There are some things that we in the western world take for granted and the flush of a toilet and the draining of water from the kitchen sink are 2 of 'em, unless of course you are in Greece, where if you are lucky enough to be short enough of cash that you have gone on a cheap and cheerful holiday to the beautiful island of Paros, you might be able to, as I did to sit and pee and number 2 and then watch it all disappear through the open drain in the loo floor. It's an odd thing to remember I admit, given how idyllic the place is, but the loo situation was pretty extreme, and possibly a purposeful reminder not to throw other stuff down the loo. Of course if you happened to accidentally flush something away and were pretty quick and good with a fishing rod or similar, the hole in the floor could have proved quite useful. I am pleased to say that I did not have to put that to the test.
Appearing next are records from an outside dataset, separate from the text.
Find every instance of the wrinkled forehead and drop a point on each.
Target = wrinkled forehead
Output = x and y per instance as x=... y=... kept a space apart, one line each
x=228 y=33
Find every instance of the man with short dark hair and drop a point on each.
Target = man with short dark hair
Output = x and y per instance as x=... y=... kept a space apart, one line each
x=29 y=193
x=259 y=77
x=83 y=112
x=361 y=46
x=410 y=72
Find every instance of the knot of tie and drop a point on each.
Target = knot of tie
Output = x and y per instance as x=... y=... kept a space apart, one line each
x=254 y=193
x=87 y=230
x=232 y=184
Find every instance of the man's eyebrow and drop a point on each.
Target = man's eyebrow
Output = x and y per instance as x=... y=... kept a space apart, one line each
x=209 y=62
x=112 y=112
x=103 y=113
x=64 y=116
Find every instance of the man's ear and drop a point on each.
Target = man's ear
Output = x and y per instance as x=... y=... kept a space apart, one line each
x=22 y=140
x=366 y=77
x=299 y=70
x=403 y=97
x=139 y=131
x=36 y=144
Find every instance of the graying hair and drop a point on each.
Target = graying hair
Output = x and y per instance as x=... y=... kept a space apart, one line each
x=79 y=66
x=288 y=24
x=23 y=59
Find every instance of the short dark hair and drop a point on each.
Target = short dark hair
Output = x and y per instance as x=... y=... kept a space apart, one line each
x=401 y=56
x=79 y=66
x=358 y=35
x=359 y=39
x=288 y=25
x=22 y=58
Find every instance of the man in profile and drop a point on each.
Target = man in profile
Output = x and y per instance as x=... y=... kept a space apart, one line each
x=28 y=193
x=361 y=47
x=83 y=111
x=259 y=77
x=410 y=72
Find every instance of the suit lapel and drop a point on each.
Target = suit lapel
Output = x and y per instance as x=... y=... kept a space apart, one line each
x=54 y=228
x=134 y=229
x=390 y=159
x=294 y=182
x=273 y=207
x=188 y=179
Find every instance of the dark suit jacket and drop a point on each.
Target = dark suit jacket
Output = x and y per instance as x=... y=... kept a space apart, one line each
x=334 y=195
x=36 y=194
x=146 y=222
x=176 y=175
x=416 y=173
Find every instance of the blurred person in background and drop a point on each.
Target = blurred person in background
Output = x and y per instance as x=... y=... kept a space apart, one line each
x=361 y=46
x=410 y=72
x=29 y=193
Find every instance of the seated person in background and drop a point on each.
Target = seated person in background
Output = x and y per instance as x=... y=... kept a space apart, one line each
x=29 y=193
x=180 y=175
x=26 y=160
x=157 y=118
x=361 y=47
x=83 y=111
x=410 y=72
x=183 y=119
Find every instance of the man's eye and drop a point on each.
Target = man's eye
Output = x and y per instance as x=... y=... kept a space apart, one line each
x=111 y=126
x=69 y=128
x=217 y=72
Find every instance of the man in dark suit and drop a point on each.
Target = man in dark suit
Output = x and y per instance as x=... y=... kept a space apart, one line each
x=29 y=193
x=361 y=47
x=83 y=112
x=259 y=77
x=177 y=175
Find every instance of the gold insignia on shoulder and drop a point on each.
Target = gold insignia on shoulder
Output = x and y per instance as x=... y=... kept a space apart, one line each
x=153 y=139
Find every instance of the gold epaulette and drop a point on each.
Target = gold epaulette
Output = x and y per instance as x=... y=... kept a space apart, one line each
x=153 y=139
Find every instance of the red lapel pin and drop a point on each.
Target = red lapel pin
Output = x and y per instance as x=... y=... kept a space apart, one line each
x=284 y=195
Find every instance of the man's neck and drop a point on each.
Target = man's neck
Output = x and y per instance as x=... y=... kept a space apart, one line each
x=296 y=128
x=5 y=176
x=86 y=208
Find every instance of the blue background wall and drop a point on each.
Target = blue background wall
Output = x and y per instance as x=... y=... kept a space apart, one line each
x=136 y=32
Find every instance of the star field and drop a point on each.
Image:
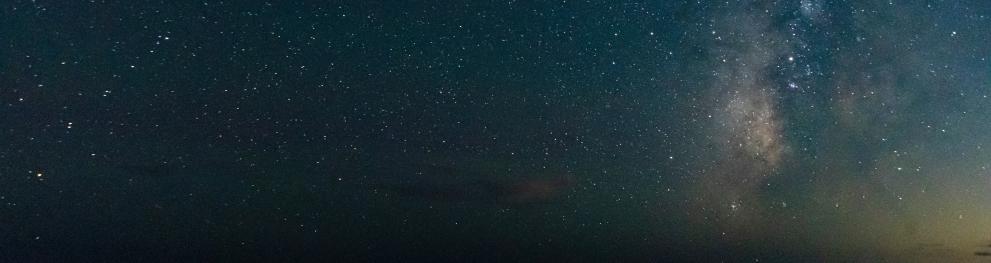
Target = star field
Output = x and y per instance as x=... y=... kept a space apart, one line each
x=750 y=130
When we built the Big House, Steve became the plumbing Nazi. He gave minute and specific detailed instructions to our darling plumber who was, I am pretty sure, suffering a grande depression after the recent breakdown of his marriage. The plumber was a ham fisted bloke not known for his finesse and so Steve watched him like a hawk and measured degrees and heights and noticed plumbing pipe circumferences and falls of floors and all stuff necessary to ensure that all 5 loos flush gaily away and that all the bathrooms as well as the laundry and the kitchen run like well oiled machines, without the oil cos I understand that too much oil is not a good thing for the pipes, but I could have just made that up.
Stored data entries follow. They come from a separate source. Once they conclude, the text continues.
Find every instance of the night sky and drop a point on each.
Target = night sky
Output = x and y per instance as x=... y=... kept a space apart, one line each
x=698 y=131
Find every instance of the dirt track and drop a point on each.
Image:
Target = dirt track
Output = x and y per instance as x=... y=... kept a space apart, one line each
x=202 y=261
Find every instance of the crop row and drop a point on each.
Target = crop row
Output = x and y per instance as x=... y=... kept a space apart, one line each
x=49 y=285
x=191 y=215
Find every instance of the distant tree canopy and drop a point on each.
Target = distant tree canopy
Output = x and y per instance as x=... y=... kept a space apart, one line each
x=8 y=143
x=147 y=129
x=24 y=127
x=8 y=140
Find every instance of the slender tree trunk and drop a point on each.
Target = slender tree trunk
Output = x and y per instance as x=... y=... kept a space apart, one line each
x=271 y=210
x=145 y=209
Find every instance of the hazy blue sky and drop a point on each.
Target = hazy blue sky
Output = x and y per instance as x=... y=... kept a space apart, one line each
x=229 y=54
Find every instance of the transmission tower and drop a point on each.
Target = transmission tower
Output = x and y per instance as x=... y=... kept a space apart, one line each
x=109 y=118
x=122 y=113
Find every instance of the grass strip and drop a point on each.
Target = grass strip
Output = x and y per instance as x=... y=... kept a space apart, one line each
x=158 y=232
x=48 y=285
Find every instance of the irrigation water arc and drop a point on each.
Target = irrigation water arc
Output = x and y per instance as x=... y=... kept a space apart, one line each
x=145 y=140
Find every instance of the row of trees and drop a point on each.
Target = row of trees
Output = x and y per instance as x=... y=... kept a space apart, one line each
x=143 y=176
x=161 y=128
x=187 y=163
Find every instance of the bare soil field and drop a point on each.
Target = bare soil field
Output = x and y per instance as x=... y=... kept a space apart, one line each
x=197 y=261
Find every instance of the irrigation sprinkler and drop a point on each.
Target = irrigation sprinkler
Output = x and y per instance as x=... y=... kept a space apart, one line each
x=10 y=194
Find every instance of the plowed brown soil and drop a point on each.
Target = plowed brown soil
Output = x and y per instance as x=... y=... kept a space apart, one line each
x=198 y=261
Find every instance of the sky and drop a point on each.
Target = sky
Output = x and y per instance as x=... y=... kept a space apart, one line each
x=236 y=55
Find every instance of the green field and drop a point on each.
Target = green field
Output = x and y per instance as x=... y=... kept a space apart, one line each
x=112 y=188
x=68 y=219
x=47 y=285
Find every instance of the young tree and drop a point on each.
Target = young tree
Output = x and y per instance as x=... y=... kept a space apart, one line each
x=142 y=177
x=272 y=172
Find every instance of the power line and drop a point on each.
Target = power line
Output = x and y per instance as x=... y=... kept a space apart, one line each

Anyway, as a result of Steve's fastidiousness and possibly because he might be ever so slightly OCD, all the plumbing works perfectly.
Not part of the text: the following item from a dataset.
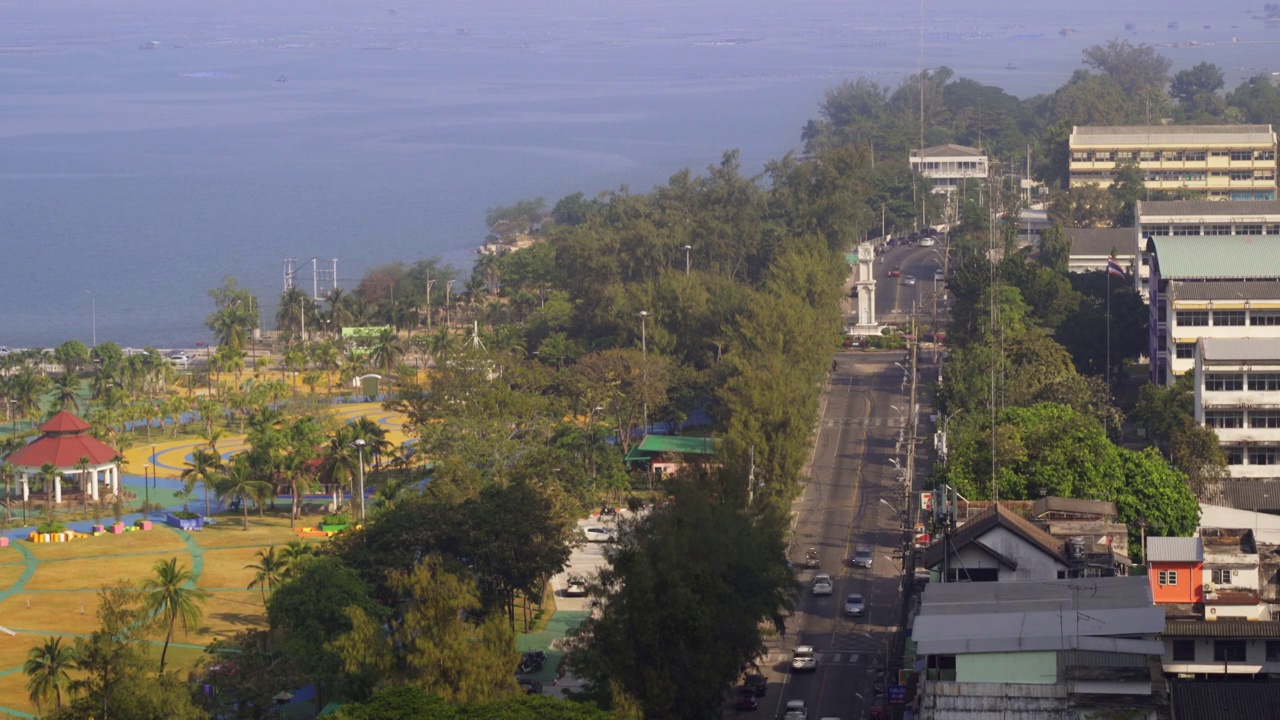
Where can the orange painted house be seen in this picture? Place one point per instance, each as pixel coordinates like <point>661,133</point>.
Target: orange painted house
<point>1175,568</point>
This is not the case in the little London flat we are renting for the next 2 months.
The kitchen sink just does not drain away.
We are renting from a colleague of a friend so there is at least a thin thread of 'Howdy do'. We paid all up in advance before we moved in.
So when we noticed the problem - about a minute and a half after we got in, cos you know I wanted to do something pretty extreme like wash my hands, well Steve mentioned to our landlord, and he copped a bit of a frosty response something like, 'Well what does it matter? The dishwasher works.'
Neither of us like fundamental things which don't work. If we were here for a couple of days then maybe I could find joy in the silliness of running down the stairs to rinse a cloth in the bathroom or wash some vegetables in loo, but 2 months is looming quite long into the distance and I imagine my smile will wane sometime soon. Steve's already has.
We went to the POUND SHOP, a UK institution where, you guessed it, everything costs a pound. Yeh it's a shit shop of rather epic proportions but today for less than a fiver we came out with what Steve imagined might clear the blockage. In my very best Strine accent I talked the manager out of a long strip of plastic that is used to display cheap shit, and that combined with the curtain wire stuff and some draino were the plumber's - Steve's tools of the trade. McGyvering is not something that sits well with Steve, whereas for me after years of fixing stuff in my house myself cos I had no cash to pay a tradie, well it's something I am pretty good at. I tied a couple of bits of plastic together with a bit of ribbon I found in the back of a drawer and Steve set about his task.
Here's the TOOLS, or maybe that's us?
To say there was shit everywhere is something of an understatement. No water, and no damage just big chunks of shit fished out of what Steve imagines are very poorly plumbed pipes.
Anyway, there is some improvement. The sink smells cleaner and now it drains away, even if as slowly as a bunch of old people gumming their way through very tough steak while their dentures are being cleaned.
I found a pommie style bucket thing that I have seen used in kitchens over here to wash up in, instead of the sink. Yeh it sits in the sink and the idea has never really hit home for me. but I reckon it might be ok to your wash hands and then as and when is needed tip the bucket into the plants on the balcony or if I am feeling energetic I can run it down the steps to the loo. Yeh that's not gonna happen.
So here's the dilemma. Should we make a fuss of this with the landlord? If we didn't know him from Adam, we certainly would, and Steve wouldn't have spent hours today, up to his armpits in drain blockage shit. Or maybe we should just imagine that we are in some third world place and enjoy it's rustic nature.
Would YOU make a song and dance until it is fixed?